Eric Lee is a Senior Data Analyst for the Ralph J. Bunche Center and the Million Dollar Hoods Project. He graduated from Columbia University with a Masters in Public Health in Epidemiology. He has worked for Mount Sinai Hospital in the Geriatrics Department and the New York Department of Health and Mental Hygiene (DOHMH) in the Mental Health Division. During his tenure at DOHMH, he was involved in projects analyzing mental health disparities for those incarcerated at Rikers Island. This project as well as his involvement in a “Race to Justice” initiative sparked in furthering his interest to understanding societal factors that lead to health disparities.

Nina Monet Reynoso

Program Coordinator

Nina Monet Reynoso currently works as a program coordinator at the Million Dollar Hoods Project and is a PhD candidate for UCLA’s Social Sciences and Comparative Education program. She was a 2020-2021 Rev. James Lawson Jr. UCLA Teaching Fellow and has taught in subjects across Black studies, labor studies, and education. Her research interests include the critical juncture between the neoliberal interventions of schools and the military industrial complex.

Mariah Tso

GIS Specialist

Mariah Tso is a GIS Specialist for the Ralph J. Bunche Center and the Million Dollar Hoods Project. Mariah received her master’s degree in geographic information systems from the University of Redlands and her bachelor’s in environment, economics, and politics from Scripps College.
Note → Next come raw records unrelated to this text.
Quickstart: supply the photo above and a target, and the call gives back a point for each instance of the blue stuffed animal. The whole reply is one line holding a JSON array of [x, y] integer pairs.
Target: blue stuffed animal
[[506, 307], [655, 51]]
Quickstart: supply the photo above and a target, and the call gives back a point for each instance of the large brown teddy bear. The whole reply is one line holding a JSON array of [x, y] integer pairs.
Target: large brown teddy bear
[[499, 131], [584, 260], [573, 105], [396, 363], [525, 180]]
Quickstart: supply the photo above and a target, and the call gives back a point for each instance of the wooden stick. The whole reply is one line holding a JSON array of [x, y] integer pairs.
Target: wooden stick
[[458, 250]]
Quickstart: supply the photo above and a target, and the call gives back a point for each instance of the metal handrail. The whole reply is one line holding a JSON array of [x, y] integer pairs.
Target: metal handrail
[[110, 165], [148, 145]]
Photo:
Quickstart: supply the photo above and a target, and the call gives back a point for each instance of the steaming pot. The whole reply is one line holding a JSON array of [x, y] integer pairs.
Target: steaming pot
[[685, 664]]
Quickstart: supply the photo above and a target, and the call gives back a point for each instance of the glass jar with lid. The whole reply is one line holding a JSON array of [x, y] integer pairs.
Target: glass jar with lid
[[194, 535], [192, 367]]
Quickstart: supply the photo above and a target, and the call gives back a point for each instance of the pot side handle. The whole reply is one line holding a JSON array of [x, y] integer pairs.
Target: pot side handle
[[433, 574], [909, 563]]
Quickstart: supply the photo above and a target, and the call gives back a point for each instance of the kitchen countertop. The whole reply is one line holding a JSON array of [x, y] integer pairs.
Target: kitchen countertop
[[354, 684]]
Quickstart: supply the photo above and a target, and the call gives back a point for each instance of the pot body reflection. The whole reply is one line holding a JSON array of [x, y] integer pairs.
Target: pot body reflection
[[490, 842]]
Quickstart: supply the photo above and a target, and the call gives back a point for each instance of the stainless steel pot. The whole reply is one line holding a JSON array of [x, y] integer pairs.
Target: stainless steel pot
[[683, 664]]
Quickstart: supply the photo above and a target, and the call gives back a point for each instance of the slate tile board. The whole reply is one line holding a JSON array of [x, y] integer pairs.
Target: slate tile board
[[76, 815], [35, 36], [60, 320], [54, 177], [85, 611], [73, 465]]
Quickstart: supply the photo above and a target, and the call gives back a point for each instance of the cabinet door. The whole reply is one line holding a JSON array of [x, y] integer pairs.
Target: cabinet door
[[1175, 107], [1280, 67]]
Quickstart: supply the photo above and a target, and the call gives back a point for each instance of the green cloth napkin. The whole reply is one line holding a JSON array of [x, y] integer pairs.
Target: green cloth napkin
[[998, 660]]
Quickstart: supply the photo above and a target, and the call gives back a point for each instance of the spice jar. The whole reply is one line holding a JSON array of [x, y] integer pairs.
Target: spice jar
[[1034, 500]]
Her research interests include critical cartography, indigenous methodologies, and interdisciplinary storytelling.

Todd Presner

Associated Faculty

Todd Presner is Chair of UCLA’s Department of European Languages and Transcultural Studies, Professor of Comparative Literature at UCLA, Founder and Director of HyperCities: Thick Mapping in the Digital Humanities and Core Faculty of Urban Humanities Initiative at UCLA. He is also the Sady and Ludwig Kahn Director of the Center for Jewish Studies; founding faculty of the Digital Humanities Program; and co-faculty PI with Juliet Williams, Darnell Hunt, and David Schaberg of the “Social Justice Curriculum” (2021-2026).

Dr. Presner is the author or co-author of four books: Mobile Modernity: Germans, Jews, Trains (Columbia University Press, 2007); Muscular Judaism: The Jewish Body and the Politics of Regeneration (Routledge, 2007); Digital Humanities (MIT Press, 2012), co-authored with Anne Burdick, Johanna Drucker, Peter Lunenfeld, and Jeffrey Schnapp; and HyperCities: Thick Mapping in the Digital Humanities (Harvard University Press, 2014), with David Shepard and Yoh Kawano. Currently, he is writing a book titled Ethics of the Algorithm: Computational Approaches to Holocaust History and Memory. This project employs a wide-range of computational methods – from natural language processing to machine learning – to pose new questions of Holocaust history and memory, asking what it means for algorithmic methods of analysis to be ethical and how they can complement humanistic interpretations and values.